With a lot of cafes and street stalls on the go, you’re spoiled for choice, really. You can pick up essentials at 7-Eleven or you could head to the markets and haggle over the price of some meat skewers. I love a big night market and Hanoi certainly didn’t disappoint!

My stand out favourite was Banh Mi 25. Before landing in Vietnam, I’d looked up a list of ‘must try’ foods for the country, to ensure we didn’t miss anything. Banh mi sandwiches made that list and quickly became our regular dinner - not to mention they were cheap at just £1!!! While you’ll want to try Pho and other Vietnamese dishes, sometimes the thought of boiling hot liquids in the crippling heat isn’t too appealing.

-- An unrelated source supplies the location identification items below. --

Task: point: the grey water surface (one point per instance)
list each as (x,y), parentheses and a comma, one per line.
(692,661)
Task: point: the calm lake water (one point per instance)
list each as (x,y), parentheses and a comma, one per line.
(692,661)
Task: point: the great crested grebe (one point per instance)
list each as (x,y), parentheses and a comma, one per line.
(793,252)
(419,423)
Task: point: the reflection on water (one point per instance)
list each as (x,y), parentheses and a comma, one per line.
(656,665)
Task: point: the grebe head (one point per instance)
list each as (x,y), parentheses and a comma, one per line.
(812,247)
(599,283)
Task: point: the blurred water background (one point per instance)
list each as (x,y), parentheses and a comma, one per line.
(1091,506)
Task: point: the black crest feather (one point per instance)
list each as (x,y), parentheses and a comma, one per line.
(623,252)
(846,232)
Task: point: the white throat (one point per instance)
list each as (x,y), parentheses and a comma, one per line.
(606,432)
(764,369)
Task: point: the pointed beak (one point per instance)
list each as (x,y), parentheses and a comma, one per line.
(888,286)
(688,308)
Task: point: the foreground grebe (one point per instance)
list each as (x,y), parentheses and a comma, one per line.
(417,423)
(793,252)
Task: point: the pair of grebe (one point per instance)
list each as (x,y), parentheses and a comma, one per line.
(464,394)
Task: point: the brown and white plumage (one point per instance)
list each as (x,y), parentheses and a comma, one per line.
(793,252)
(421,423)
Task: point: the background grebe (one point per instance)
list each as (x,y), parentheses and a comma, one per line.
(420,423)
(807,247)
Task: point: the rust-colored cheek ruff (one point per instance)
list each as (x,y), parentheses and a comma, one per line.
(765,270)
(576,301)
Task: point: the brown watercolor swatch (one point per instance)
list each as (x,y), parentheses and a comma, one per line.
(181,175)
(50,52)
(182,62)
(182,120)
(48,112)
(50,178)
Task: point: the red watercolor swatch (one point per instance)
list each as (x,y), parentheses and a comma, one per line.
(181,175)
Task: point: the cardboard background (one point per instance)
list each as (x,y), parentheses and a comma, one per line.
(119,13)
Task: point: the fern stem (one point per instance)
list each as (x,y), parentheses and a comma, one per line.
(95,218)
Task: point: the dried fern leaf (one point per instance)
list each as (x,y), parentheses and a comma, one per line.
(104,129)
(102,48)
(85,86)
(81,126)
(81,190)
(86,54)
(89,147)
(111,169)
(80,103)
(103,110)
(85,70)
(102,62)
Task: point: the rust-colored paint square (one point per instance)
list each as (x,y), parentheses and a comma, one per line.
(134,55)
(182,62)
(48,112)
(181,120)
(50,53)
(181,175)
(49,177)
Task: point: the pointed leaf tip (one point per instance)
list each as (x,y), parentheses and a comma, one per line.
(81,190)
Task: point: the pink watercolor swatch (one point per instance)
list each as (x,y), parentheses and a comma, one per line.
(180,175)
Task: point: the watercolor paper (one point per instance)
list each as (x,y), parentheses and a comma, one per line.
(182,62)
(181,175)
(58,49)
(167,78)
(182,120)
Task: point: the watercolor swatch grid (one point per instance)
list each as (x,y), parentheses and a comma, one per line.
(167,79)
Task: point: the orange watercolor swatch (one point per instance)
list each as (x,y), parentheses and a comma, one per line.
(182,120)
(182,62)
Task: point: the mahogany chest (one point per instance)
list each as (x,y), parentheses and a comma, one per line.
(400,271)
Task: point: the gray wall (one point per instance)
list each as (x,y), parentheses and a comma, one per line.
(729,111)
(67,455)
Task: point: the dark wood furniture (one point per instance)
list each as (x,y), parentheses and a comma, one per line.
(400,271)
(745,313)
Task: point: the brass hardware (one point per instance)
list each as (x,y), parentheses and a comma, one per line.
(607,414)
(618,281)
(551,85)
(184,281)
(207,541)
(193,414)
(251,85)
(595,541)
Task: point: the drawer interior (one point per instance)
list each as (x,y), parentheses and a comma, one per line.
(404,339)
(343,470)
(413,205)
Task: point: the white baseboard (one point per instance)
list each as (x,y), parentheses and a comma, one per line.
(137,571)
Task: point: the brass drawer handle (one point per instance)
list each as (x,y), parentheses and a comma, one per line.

Get your butt down to Banh Mi 25 and see what all the fuss is about. The toasted subs have a long list of fillings to choose from, and all come with carrot, cucumber, coriander, and chili sauce as standard. You can customise your sandwich to your taste by adding or taking away ingredients or drenching it in hot sauce (just me?). If you like hot sauce, you’re in for a treat! I was pouring it on my banh mi like there was no tomorrow!

Ha Long


Ha Long Bay is probably one of the most well-known tourist spots. Known for stunning views and beautiful scenery, you might take a day trip or spend a couple of nights here. I didn’t love it. And here’s why...

There is a mountain you can climb to get a better view of the bay - instagrammable as it gets. Except, you can’t climb it anymore and no-one tells you that. So, you follow online guides to where the entrance is and you ready yourself for a climb. FYI the guides describe it as a steep walk around the mountain - easy enough.

When you get there, you have to walk through someone’s house and climb the steps through to the foot of the mountain where you’ll be asked to pay an entrance fee. After you pay, the little old con artist escorts you to the locked gate which has a sign saying ‘no entry’. Turns out you can’t climb anymore, but she suggests you try and climb over the gate or squeeze through the gaps. We saw some people giving it a shot but they eventually gave up. When we requested a refund, she gave us most of the money back but naturally took a cut for herself. We’d just paid an old woman to climb the stairs of her house and leave. Stellar.

There aren’t many food options, and the limited options aren’t very good quality. If you must go, just take a boat trip for the day and then make a swift escape.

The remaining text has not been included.